アニメ聖地巡礼とゲーミフィケーションを探る
2025年3月5日から7日にかけて、京都工芸繊維大学で開催された日本感性工学会第20回春季大会に本学の感性データサイエンスゼミナールの学生4名が参加しました。
研究発表のテーマは、「アニメの聖地巡礼と観光の関係性」、および「ゲームの仕組みを応用したモチベーション向上の可能性」についてです。データサイエンスの知識がなくてもアニメやゲームが好きな人なら思わず興味を持ってしまうような内容に多くの参加者が耳を傾けました。
アニメの聖地巡礼と観光活性化
~観光地の新たな可能性をデータで可視化~
アニメファンの間で人気なのが「聖地巡礼」です。
これは作品の舞台となった場所を訪れ、その世界観を実際に体験する観光行動です。

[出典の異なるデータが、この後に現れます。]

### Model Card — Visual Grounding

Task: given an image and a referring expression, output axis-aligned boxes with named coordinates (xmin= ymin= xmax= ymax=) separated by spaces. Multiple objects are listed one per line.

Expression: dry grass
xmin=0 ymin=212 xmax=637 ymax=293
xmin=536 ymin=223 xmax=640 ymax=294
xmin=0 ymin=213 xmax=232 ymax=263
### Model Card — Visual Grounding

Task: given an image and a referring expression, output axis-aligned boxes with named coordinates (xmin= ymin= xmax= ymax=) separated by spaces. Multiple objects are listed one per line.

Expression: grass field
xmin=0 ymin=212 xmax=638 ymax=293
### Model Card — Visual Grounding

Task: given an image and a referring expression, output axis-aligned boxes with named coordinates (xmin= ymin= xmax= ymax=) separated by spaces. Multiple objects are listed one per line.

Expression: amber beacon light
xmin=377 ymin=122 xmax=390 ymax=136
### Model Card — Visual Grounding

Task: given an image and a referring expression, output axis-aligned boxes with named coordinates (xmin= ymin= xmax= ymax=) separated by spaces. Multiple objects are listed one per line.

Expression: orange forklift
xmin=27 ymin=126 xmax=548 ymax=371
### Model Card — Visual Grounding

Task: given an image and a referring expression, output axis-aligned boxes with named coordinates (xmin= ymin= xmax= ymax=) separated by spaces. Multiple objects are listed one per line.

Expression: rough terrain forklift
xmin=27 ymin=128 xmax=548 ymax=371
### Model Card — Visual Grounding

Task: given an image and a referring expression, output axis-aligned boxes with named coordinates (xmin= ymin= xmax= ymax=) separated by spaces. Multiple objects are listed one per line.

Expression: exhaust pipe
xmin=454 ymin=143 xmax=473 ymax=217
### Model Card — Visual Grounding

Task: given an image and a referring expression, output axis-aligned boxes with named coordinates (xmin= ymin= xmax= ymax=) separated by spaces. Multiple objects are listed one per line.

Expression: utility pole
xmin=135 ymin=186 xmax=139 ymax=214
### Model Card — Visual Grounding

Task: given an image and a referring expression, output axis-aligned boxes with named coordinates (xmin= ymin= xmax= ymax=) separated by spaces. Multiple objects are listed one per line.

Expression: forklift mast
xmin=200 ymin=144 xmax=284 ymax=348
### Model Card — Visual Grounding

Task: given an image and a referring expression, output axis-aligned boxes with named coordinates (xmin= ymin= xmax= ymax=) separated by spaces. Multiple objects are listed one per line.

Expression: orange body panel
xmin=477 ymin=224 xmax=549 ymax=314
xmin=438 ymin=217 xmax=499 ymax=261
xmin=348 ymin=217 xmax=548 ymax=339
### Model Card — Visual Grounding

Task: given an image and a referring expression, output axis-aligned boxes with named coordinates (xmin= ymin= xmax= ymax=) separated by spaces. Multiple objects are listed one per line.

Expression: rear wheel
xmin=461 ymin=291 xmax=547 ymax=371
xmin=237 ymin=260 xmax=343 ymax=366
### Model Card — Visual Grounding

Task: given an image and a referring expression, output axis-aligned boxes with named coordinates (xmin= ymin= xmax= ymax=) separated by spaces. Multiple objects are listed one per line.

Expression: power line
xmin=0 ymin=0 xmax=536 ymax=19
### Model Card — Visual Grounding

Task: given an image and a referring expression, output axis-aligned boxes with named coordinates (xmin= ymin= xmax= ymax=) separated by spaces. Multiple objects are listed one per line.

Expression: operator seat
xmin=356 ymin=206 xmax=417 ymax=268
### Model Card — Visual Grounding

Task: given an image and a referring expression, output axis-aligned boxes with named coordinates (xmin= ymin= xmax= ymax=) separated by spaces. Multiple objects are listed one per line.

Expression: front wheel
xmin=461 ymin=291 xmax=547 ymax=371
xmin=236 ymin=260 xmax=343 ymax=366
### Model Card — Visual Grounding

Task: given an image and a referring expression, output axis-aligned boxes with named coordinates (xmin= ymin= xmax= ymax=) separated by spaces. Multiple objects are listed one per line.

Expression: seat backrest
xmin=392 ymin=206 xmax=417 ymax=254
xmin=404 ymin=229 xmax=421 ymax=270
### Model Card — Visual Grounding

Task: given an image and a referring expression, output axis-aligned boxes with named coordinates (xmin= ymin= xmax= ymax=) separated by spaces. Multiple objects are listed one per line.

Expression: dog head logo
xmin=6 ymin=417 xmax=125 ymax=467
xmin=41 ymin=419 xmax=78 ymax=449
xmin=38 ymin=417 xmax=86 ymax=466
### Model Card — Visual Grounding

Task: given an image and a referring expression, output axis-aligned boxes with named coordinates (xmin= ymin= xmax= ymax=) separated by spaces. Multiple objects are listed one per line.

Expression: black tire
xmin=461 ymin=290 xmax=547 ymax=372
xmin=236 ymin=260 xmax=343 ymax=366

しかし、この聖地巡礼が観光地にどのような影響を与えているのかは、明確なデータとして示されたことがほとんどありません。
そこで感性データサイエンスゼミグループは、次のように3色に色分けした「観光ヒートマップ」を作成しました。
■自然観光スポット(黄色)
■歴史観光地(青)
■アニメの聖地(ピンク)
このヒートマップを見ると、東京都・愛知県・京都府・大阪府などが黒くなり、これらの地域には自然・歴史・アニメ文化が重なっていることが判明しました。
また、緑色に塗られた「自然と歴史は豊かだがアニメの舞台になっていない地域」には、観光資源の新たな活用の可能性があることがわかりました。

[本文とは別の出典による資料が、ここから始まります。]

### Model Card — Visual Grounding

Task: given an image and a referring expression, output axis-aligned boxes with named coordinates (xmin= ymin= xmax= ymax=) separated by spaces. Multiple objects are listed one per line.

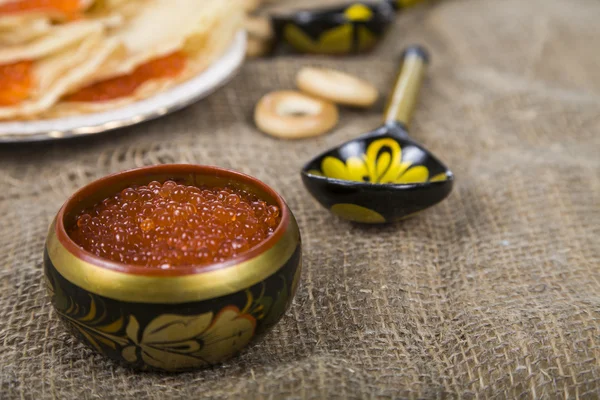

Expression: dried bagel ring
xmin=296 ymin=67 xmax=379 ymax=108
xmin=254 ymin=90 xmax=339 ymax=139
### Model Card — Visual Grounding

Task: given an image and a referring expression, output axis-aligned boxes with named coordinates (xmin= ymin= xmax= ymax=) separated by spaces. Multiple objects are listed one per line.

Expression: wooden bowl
xmin=44 ymin=165 xmax=302 ymax=371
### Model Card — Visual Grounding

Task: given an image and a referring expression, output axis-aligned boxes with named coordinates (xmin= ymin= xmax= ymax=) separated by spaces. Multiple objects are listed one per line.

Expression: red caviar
xmin=0 ymin=61 xmax=34 ymax=106
xmin=65 ymin=52 xmax=187 ymax=102
xmin=68 ymin=181 xmax=282 ymax=269
xmin=0 ymin=0 xmax=82 ymax=19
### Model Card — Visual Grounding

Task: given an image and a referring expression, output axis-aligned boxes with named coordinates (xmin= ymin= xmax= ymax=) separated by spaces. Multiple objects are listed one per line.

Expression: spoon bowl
xmin=301 ymin=46 xmax=454 ymax=223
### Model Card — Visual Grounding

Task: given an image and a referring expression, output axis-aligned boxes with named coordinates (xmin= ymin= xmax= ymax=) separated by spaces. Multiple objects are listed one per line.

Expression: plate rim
xmin=0 ymin=30 xmax=247 ymax=144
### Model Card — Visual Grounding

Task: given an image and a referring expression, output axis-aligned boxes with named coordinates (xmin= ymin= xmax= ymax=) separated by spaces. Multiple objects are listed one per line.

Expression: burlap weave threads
xmin=1 ymin=0 xmax=599 ymax=398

ゲームが人を動かす!?「ゲーミフィケーション」の可能性
もう一つの研究テーマは、「なぜ人はゲームに夢中になるのか?」という疑問をデータ分析を通じて探るものでした。
「実は、ゲームにハマる理由は、学習や仕事のモチベーションにも応用できるのです。」と学生は説明します。
研究では、ゲームの中でよく見られるゲーミフィケーション(ゲームの仕組みを活用して行動を促す技術)について、以下のポイントを分析しました。
1. 「実績解除」や「報酬システム」はやる気を引き出す
例:「100回学習すると特別なバッジがもらえる」などの仕組み。
2. SNSとの連携が継続を促す
例:運動アプリが歩数ランキングを共有することで、やる気が出る。
3. 学習や仕事にも応用可能なシステム
例:大学の授業をレベル制にしたり、就活をRPG(ロールプレイングゲーム)のように進める仕組みを作ると、楽しみながら進められる。
この発表では、単なるゲームの話ではなく、学習や仕事のモチベーション向上にゲーミフィケーションを活かすアイデアが紹介されました。
実際にアニメの聖地巡礼を体験!
研究発表に伴い、学生たちは実際に京都のアニメ聖地巡礼を体験し、現地の観光との関係を調査しました。
📍 宇治市:「響け!ユーフォニアム」の舞台
JR宇治駅の壺ポスト(アニメ第1期8話に登場) 宇治橋(作品の象徴的なシーンに登場)
📍 東映太秦映画村:「エヴァンゲリオン」等身大(15m)
「このサイズで上半身だけ!?」「写真に収まりきらない!」と大興奮。
📍 伏見稲荷大社:「五等分の花嫁ff」第11話の舞台
千本鳥居を実際に歩き、アニメとのシンクロを実感。
📍京都国際マンガミュージアム
世界中の漫画を楽しめる施設で、アニメと観光の結びつきを実感。
学生たちからは「データだけでは見えない、実際の体験から学ぶことが多かった。」「アニメの聖地巡礼が観光を活性化させる可能性を、肌で感じることができた。」といった感想があがりました。
「好き」を科学する面白さ
好きなことをデータで深掘りするというアプローチが特徴のデータサイエンス。「好きなアニメやゲームが観光や学習にどう影響を与えるのか?」そんな素朴な疑問をデータで探ることで新たな発見が生まれます。今後のデータサイエンスゼミのユニークな研究活動に期待が高まります。